Question it answers: positioning. “For users considering dregsy or regsync, what tradeoff are they making?”

Where it lives: bench/competitors/ (planned; directory does not exist yet), a separate directory with its own docs, harness, and runbook. Not part of xtask bench. Not part of CI. Runs are manually initiated.

Rules:

  • Explicit caveats. Every output document leads with “dregsy and regsync are Go/skopeo-based, have different auth architectures, different concurrency defaults, different feature sets. Numbers are directional, not authoritative.”
  • Only wall clock and egress bytes are compared. Request counts are not fairly comparable (skopeo subprocess boundary hides request fan-out). Response bytes are not fairly comparable (mount success reduces bytes asymmetrically).
  • Separate EC2 instance per tool. Eliminates NAT and endpoint contention between tools.
  • Competitor failures are reported, not compensated. If regsync needs repoAuth: true on cgr.dev, that’s a regsync configuration note in the report, not silent harness magic. If dregsy exits 1 on partial success, the run is reported as partial. No more config generation knowing every quirk.
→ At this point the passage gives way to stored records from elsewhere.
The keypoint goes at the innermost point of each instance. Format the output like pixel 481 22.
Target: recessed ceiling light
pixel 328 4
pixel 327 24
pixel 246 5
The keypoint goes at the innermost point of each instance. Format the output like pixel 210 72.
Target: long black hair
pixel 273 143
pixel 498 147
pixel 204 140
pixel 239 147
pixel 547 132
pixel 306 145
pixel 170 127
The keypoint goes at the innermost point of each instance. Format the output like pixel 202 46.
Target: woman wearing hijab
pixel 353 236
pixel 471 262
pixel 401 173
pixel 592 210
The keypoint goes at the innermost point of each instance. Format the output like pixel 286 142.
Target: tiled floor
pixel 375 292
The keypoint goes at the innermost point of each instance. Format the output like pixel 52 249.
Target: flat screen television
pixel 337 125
Cross-tool fairness for OCI 1.1 referrers

ocync syncs OCI 1.1 referrer artifacts (SBOM, SLSA attestations) by default. Comparable tools do not implement the referrers API. A naive “ocync 55.4 GB > comparable 55.3 GB” reading of the source-bytes column would infer ocync is less efficient when the truth is +117 MB of attestation content ocync correctly transferred.
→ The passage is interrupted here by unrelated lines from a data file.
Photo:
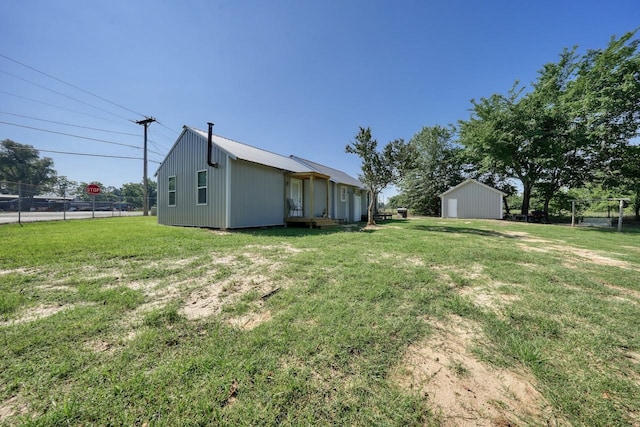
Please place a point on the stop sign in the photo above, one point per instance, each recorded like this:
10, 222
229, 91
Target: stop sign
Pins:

To surface this honestly, the bench tracks referrer_calls (GET requests to /v2/<repo>/referrers/...) per tool and emits a footnote in summary.md and the docs performance.md snippet whenever any tool’s count is non-zero. Comparable tools always show 0; ocync’s count surfaces the feature gap so the bytes/GETs comparison is read with context.

What this avoids

The wasted cycles in the original benchmark came from four questions being tangled into one number:

  1. “Is ocync slow?” (Layer 2 question)
  2. “Is the proxy slow?” (Layer 2 infrastructure question)
  3. “Does ECR honor mount?” (Layer 1 question)
  4. “Is docker.io misconfigured?” (Layer 1 question)
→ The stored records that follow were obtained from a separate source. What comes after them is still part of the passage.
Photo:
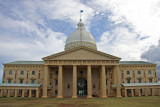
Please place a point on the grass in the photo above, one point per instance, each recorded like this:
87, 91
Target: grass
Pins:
149, 101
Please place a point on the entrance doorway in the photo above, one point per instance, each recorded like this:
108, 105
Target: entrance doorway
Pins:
81, 87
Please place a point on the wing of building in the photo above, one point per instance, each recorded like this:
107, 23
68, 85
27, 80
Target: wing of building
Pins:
79, 71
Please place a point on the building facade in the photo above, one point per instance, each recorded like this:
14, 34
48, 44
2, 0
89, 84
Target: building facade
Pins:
79, 71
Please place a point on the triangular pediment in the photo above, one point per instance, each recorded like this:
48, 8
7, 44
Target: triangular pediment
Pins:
81, 53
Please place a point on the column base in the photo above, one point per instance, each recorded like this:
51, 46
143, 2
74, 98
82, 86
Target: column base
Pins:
89, 96
74, 96
103, 96
121, 96
59, 96
44, 97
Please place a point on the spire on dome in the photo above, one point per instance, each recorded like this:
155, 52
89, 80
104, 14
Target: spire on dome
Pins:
80, 24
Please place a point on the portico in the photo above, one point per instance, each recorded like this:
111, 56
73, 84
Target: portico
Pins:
69, 71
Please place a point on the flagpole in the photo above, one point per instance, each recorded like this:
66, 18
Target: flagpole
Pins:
80, 15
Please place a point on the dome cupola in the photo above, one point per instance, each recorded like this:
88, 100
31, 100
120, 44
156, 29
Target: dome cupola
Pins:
80, 37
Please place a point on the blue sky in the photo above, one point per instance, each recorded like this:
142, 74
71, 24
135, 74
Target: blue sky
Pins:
32, 29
A byte count cannot answer those. A layered split maps each question to its answerable home. The rule “every optimization ships with a protocol test” means this kind of silent failure can’t recur. If the mount optimization had shipped with a wire-level test asserting mounts > 0 && status == 201, CI would have failed on the original PR and the short-circuit would have shipped up front.

What we do NOT do

  • Multi-tool parallel benchmarking on shared infrastructure. Contention masks signal.
  • Time-series resource capture as default. Adds scope for diminishing return. Enable when we have a concrete question.
  • “Ocync wins” framing in any published numbers. Numbers are directional, not endorsement. Positioning goes in marketing, not in design docs.
  • Performance regression as a PR-blocking check. Too flaky at the scale we operate. Post-merge notification only.